I now see fully that people like my mother, Jake, Julie..everyone who understood the way the world worked KNEW that when Bush and the war got in you had to sell out your fellow man in order to survive. That is why people who were savvy were leaving the country..not during Obama but when Bush got in.
I am being hit very hard right now and like clockwork I looked at the time and sure enough its like 2pm. Its the same everyday now. Like around 12 or 1 it starts sl;ightly and raises in power like 2 and really has control of me until like 4:30 or 5.
The ideations are the same lately. Its all about sexual stimulation. It actually feels like I am having sex with no one there. I wouldnt mind this so much if I was in a happier place or enjoying my stay here. A few years ago I got this affect but it was due to some very naughty musicians sneaking this sort of thing into thier music..the difference? I can CHOOSE to listen to that and CHOOSE to partake in that OR I can turn it off and NOT partake in that.
I am getting hit with something similar (but not as powerful) that feels like a cheap tech imitation of black magic for sure.

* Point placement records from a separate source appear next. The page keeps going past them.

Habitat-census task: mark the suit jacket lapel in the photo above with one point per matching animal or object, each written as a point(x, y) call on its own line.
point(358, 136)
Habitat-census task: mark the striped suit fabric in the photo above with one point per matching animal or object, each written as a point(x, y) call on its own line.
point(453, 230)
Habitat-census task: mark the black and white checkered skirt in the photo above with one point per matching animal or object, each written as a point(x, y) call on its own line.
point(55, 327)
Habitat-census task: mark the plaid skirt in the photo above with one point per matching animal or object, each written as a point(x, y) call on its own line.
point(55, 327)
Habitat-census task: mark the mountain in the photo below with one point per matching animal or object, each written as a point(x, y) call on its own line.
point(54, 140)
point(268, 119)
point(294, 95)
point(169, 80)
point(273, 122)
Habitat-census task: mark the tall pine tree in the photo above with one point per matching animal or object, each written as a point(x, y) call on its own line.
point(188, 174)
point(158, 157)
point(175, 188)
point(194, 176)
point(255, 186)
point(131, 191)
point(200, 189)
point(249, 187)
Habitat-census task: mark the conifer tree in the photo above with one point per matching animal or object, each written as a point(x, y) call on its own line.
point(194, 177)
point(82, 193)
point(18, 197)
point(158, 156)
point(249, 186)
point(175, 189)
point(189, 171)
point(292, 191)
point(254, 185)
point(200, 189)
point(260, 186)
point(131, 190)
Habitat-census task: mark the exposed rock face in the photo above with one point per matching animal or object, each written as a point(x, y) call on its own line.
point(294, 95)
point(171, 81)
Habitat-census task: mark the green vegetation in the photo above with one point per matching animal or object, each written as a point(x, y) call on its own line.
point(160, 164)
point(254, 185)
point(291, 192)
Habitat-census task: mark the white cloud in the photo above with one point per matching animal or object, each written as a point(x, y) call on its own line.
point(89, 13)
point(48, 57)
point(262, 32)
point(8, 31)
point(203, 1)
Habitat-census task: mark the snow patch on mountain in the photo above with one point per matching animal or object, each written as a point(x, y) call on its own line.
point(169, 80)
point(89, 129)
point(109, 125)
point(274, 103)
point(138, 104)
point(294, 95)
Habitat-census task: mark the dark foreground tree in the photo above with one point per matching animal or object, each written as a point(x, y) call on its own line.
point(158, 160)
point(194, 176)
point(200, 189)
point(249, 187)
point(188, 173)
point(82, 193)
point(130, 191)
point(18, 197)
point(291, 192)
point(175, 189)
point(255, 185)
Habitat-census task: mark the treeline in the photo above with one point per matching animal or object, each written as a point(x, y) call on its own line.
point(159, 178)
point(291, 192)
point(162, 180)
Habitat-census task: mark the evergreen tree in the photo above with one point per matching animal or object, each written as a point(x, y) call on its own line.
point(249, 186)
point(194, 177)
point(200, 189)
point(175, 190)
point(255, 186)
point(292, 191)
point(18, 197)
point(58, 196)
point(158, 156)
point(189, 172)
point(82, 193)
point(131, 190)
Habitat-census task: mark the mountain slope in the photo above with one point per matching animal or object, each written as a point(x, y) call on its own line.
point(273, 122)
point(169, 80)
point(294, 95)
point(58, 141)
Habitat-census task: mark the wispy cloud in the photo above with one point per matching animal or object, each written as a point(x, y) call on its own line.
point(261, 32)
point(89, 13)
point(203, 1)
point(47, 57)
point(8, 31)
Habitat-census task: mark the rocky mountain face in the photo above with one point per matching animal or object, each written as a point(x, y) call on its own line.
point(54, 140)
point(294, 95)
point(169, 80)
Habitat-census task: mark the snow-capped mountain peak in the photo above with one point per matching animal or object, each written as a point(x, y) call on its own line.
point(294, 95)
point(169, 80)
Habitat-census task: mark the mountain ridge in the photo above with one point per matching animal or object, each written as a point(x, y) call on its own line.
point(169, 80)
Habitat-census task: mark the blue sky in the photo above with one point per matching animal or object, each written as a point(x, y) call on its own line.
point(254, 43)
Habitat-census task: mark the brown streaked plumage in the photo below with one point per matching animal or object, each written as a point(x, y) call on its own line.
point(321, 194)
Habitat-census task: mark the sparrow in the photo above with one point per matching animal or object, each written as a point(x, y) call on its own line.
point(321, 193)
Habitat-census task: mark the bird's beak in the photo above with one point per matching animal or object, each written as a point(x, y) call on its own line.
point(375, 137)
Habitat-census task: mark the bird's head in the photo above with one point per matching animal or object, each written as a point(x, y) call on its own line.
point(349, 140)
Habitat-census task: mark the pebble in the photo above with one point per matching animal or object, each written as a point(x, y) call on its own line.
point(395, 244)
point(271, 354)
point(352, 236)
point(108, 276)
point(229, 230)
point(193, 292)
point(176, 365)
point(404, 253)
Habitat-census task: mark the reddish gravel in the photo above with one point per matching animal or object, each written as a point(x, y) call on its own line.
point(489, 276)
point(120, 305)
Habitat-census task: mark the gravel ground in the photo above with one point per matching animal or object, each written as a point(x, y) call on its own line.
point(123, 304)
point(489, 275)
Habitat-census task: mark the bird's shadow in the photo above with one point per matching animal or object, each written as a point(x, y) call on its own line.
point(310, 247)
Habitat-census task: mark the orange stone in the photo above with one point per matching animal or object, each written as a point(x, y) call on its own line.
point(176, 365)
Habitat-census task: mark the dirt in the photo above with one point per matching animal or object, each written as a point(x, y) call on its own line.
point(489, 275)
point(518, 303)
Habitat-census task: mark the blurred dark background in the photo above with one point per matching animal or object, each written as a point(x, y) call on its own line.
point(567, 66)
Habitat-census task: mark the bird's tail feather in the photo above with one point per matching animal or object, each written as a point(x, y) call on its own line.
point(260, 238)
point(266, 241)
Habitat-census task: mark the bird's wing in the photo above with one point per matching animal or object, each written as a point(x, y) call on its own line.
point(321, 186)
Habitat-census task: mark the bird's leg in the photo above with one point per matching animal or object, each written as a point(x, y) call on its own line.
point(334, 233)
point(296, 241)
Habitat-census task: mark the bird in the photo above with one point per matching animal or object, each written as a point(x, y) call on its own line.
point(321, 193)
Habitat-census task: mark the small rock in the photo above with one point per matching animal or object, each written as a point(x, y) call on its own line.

And that may piss me off more than anything
- that its a cheap imitation
-that its totally impersonal
-that its enslaving
Its been obvious for some time to many smart people in the US that 'black magic' if you will has been duplicated by what seems like technology. If they are real live psychics they are piss poor at what they do and need to off themselves right now or go get a desk job.
It could actually be normal people and the system has experimented enough to be able to give them imitation psychic ability. It just sucks and feels totally...cheap. There is no ritual to it, there is no ancient pagan feel to it. It does not feel like the male 'god' or human male rep of that energy trading off energies with a female. It just feels like an abuse of authority to get a person to do what they want them to do. That is why its so easy to fight..after a time of being subdued.
Men dont want to understand this especially American men, but women have alot of power over choice. I mean u can rape women all you want, you still are not approaching them and getting chosen or seducing them. Your robbing them..its not quite the same as being accepted for the act is it? In fact at that point youre still a loser who has to take due to not being invited to take.
That is what this feels like. Its some force so desperate to control me as a woman that it does not have the power to seduce effectively or act in a manner similar to ancient pagan ways of females trading energies with males.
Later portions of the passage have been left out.